Como el cuerpo de la persona en que ha morado la gracia ha sido ciertamente
templo de Dios, la Iglesia ha mostrado siempre gran reverencia hacia los
cuerpos de los fieles difuntos. Así, los sepulta con oraciones llenas de afecto
y reverencia en tumbas bendecidas especialmente para este fin. La única persona
dispensada de la corrupción de la tumba ha sido la Madre de Dios. Por el
especial privilegio de su Asunción, el cuerpo de la Bienaventurada Virgen
María, unido a su alma inmaculada, fue glorificado y asunto al cielo. Su divino
Hijo, que tomó su carne de ella, se la llevó consigo al cielo. Este acontecimiento
lo conmemoramos el 15 de agosto, fiesta de la Asunción de María.
El mundo acaba, los muertos resucitan, luego vendrá el Juicio General. Este
Juicio verá a Jesús en el trono de la justicia divina, que reemplaza a la cruz,
trono de su infinita misericordia. El Juicio Final no ofrecerá sorpresas en
relación con nuestro eterno destino.
Ya habremos pasado el Juicio Particular; nuestra alma estará ya en el cielo
o en el infierno. El objeto del Juicio Final es, en primer lugar, dar gloria a
Dios, manifestando su justicia, sabiduría y misericordia a la humanidad entera.
El conjunto de la vida -que tan a menudo nos parece un enrevesado esquema de
sucesos sin relación entre sí, a veces duros y crueles, a veces incluso
estúpidos e injustos- se desenrollará ante nuestros ojos.

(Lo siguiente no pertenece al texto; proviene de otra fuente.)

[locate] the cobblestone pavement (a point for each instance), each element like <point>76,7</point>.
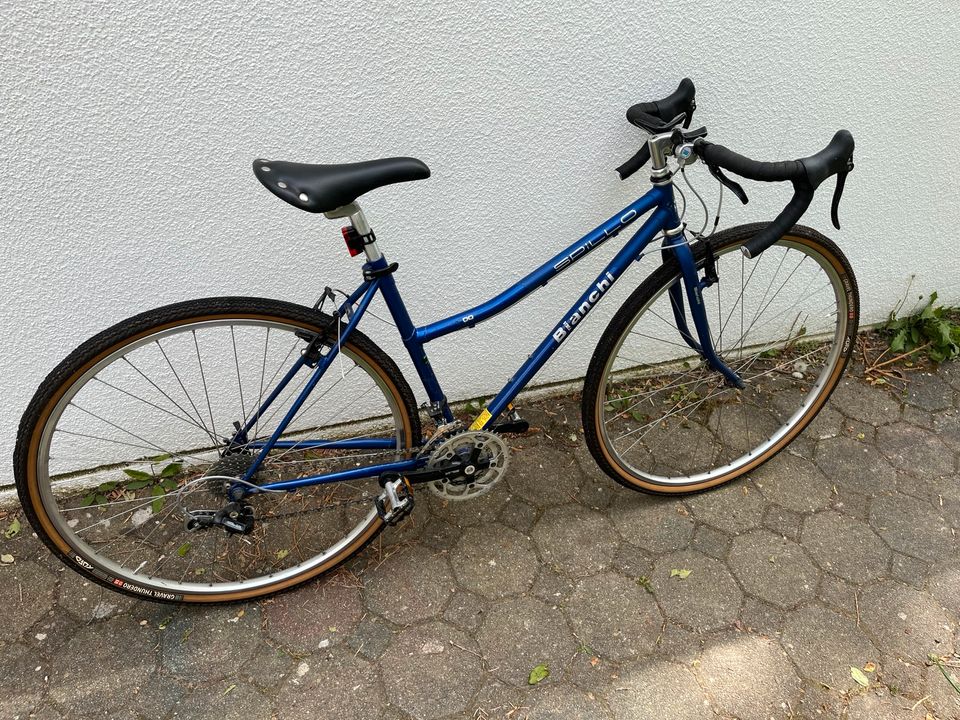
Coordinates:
<point>841,553</point>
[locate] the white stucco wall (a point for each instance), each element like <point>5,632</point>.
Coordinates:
<point>128,129</point>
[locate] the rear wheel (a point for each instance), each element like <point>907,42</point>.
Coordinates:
<point>658,419</point>
<point>128,435</point>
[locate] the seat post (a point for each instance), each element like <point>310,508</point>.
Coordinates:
<point>360,224</point>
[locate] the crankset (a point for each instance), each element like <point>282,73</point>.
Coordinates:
<point>465,465</point>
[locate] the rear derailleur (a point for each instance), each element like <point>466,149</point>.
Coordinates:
<point>236,518</point>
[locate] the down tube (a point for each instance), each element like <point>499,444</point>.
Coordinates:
<point>617,266</point>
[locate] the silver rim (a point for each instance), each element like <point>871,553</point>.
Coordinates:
<point>779,321</point>
<point>180,401</point>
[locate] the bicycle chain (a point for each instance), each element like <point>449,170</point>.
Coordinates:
<point>442,433</point>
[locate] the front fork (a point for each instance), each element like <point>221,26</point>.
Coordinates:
<point>694,285</point>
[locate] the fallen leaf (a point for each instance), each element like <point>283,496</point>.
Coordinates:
<point>860,678</point>
<point>539,673</point>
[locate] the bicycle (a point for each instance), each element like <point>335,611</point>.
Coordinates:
<point>227,448</point>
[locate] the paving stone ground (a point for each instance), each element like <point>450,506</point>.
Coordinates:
<point>842,552</point>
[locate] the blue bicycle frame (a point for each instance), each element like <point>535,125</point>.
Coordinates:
<point>379,278</point>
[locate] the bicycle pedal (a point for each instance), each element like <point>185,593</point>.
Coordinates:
<point>397,493</point>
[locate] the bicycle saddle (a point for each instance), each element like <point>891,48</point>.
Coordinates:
<point>321,188</point>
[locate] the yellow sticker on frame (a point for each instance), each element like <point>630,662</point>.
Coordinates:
<point>481,420</point>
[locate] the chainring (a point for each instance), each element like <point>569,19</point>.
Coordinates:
<point>491,453</point>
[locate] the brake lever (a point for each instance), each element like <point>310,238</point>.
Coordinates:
<point>734,186</point>
<point>838,191</point>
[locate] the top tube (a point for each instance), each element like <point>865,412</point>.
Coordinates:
<point>546,272</point>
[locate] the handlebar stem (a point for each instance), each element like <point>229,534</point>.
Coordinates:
<point>660,147</point>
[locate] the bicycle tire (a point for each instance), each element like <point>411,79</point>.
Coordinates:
<point>594,397</point>
<point>126,334</point>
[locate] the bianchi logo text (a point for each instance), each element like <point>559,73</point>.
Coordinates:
<point>566,327</point>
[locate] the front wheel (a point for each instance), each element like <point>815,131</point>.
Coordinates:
<point>658,419</point>
<point>134,435</point>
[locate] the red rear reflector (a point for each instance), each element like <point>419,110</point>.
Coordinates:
<point>348,237</point>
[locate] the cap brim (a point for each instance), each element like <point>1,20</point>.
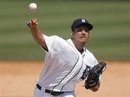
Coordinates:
<point>90,26</point>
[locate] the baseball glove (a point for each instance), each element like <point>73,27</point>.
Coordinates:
<point>94,74</point>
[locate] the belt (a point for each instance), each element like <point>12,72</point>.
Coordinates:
<point>54,93</point>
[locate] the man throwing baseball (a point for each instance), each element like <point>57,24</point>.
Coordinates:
<point>65,61</point>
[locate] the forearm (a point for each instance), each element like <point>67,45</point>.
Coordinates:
<point>36,33</point>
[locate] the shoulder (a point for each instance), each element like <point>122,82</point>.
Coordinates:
<point>90,58</point>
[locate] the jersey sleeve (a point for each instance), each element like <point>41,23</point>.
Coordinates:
<point>91,59</point>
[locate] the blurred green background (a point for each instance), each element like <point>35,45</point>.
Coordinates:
<point>109,40</point>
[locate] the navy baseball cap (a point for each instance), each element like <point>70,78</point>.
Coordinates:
<point>79,22</point>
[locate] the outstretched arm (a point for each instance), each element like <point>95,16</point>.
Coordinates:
<point>36,33</point>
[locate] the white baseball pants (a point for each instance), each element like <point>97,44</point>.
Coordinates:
<point>41,93</point>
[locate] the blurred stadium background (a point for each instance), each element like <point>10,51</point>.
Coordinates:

Veremos que el titubeante trozo de vida que hemos conocido casa con el
magno conjunto del plan magnífico de Dios para los hombres. Veremos que el
poder y la sabiduría de Dios, su amor y su misericordia, han sido siempre el
motor del conjunto. «¿Por qué permite Dios que suceda esto?», nos quejamos
frecuentemente. «¿Por qué hace Dios esto o aquello?», nos preguntamos. Ahora
conoceremos las respuestas. La sentencia que recibimos en el Juicio Particular
será ahora confirmada públicamente. Todos nuestros pecados -y todas nuestras
virtudes- se expondrán ante las gentes. El sentimental superficial, que afirma
«yo no creo en el infierno; Dios es demasiado bueno para permitir que un alma
sufra eternamente», verá ahora que, después de todo, Dios no es un abuelito
complaciente. La justicia de Dios es tan infinita como su misericordia. Las
almas de los condenados, a pesar de ellos mismos, glorificarán eternamente la
justicia de Dios, como las almas de los justos glorificarán para siempre su
misericordia. Para lo demás, abramos el Evangelio de San Mateo en su capítulo
XXV (versículos 34,36), y dejemos que el mismo Jesús nos diga cómo prepararnos
para aquel día terrible.
Y así termina la historia de la salvación del hombre, esa historia que la
tercera Persona de la Santísima Trinidad, el Espíritu Santo, ha escrito. Con el
fin del mundo, la resurrección de los muertos y el juicio final acaba la obra
del Espíritu Santo. Su labor santificadora comenzó con la creación del alma de
Adán. Para la Iglesia, el principio fue el día de Pentecostés. Para ti y para
mí, el día de nuestro bautizo. Al acabarse el tiempo y permanecer sólo la
eternidad, la obra del Espíritu Santo encontrará su fruición en la comunión de
los santos, ahora un conjunto reunido en la gloria sin fin.